Your doctor and other members of your health care team will make sure your medicines are working well and that you’re up to date on any vaccinations, exams, and tests you might need.
You Can Live a Normal Life
When you’re worried about urgent trips to the bathroom and diarrhea, you might think you’ll never feel OK again. But you can control flare-ups and you can feel better.
The goal for the treatment to find an effective therapy so UC doesn’t stand in the way of you reaching your life goals, Streett says. This requires a strong partnership between you and your IBD care team.
Ulcerative Colitis and Crohn’s Disease Aren’t the Same
Ulcerative colitis and Crohn’s disease have similar symptoms, and are both types of IBD. But they are different.
UC is more common than Crohn’s disease. It affects only the inner lining of your colon and rectum. Crohn’s can show up in any part of your GI tract or any part of the wall of the bowels. People with Crohn’s can have healthy areas of the intestine in between inflamed parts. But with UC, the whole colon is inflamed.
You Didn’t Cause Your UC
Doctors used to think diet and stress triggered UC. Now they believe they can make it worse, but they don’t cause it to start. So don’t blame yourself.
We don’t yet understand why otherwise healthy people get ulcerative colitis, but exciting research is underway.
“Some people are more likely to get inflammation in the colon,” Streett says. “What the triggers are for setting off this inflammation is unclear, but we see UC rapidly rising in this generation in parts of the world where it had been rare.” As a result, she says, researchers are turning their attention to things in the environment that might be to blame.
Remission Is Possible
Remission can be hard to reach for people with more aggressive types of UC, but getting there remains an important goal, Streett says. There are two types of remission: clinical and endoscopic. Clinical remission is when you aren’t having symptoms. Endoscopic is when your colon has also healed.

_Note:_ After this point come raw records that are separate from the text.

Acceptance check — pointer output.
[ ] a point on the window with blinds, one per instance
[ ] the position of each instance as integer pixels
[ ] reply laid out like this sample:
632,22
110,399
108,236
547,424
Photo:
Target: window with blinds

“This is important because there are times when people feel better but there are areas of the colon that have not healed fully and need adjustment of therapy,” she says. That’s why you should never stop taking your medicine, even if you feel better. Doing so could trigger a flare-up and end your remission.
Don’t Handle This Alone
It can be overwhelming to face flare-ups, so be sure to have family or friends you can talk to when you don’t feel well. Or find a support group of other people who have UC.
Even if you aren’t outgoing, reaching out to get support is key. This is a sign of strength, because you’re actively taking care of yourself.
“Having a chronic disease adds a layer of difficulty and stress to life,” Streett says. Sharing what you’re going through gives people who care about you, and people who understand what you’re going through based on their own experiences, a chance to give you perspective and strength.